Delicious quinoa salad with avocado, cucumbers, carrots, sprouted beans, chickpeas, 
sunflower seeds and amazing  organic thyme garlic vinegar made by the Sharing Farm.

8. Mediate: Before children I used to mediate on a regular basis (perhaps not daily but certainly weekly). I felt more grounded and at peace when I did this and I am missing it. I know this will be difficult because finding even five minutes to myself in a home with three young children and a husband who works from home is close to impossible. But if something is important I should find the time for it.
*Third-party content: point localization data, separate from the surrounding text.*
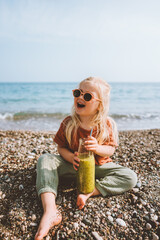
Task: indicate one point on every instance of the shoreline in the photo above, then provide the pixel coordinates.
(21, 208)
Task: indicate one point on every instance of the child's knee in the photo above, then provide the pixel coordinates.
(45, 160)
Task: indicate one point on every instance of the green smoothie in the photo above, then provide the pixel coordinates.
(86, 173)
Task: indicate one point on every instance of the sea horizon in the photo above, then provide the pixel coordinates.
(42, 106)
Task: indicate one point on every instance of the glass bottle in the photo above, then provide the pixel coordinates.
(86, 170)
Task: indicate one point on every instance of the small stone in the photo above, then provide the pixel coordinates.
(108, 213)
(139, 184)
(155, 237)
(31, 157)
(21, 187)
(110, 218)
(154, 217)
(86, 221)
(96, 236)
(33, 217)
(135, 190)
(148, 226)
(120, 222)
(109, 205)
(33, 224)
(152, 210)
(75, 225)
9. Cut back on, or eliminate, coffee: I love almost everything about coffee. I love the smell of freshly ground and brewing coffee. I love the ritual of brewing coffee. I love the social aspect of sitting down to chat over a coffee. But I don't love how I have become a prisoner of coffee. I am no longer a functioning person until I have that first mug each morning and I am noticing that I have built up a tolerance to the effects of coffee. I don't like feeling like something controls me as coffee does. For a number of years I eliminated coffee from my life and I didn't miss it. Knowing I am an all or nothing person I think I need to cut out coffee for a while, then make it an occasional drink rather than a daily drink.

10. Be grateful: Resilience is the one of the new buzz words in parenting and education circles and resilience helps people carry on and even thrive in the face of adversity. One of the ways to help develop resilience is to have a sense of gratitude for what one has. Even though something unfortunate, or even tragic, has occurred, we still be happy because of all the good in our life. Research shows that people who have a well-developed sense of gratitude are happier in life. Over the past year intermittently, I kept a daily gratitude list. I would like to continue this for myself and expand this to my family.
Our family gratitude box -  after dinner each member of
our family writes one thing we are grateful for that day.

11. Find natural and eco alternatives to disposable and commercial goods: I want to reduce the need to recycle things by making reusable wax food coverings instead of plastic wrap (which I have almost eliminated the need for) and cloth bags instead of plastic baggies. I want to learn how to make my own washing machine detergent, dishwasher detergent and toothpaste.  As a family we are seeking ways to reduce our toxic load in our personal care products, such as make up and shaving cream.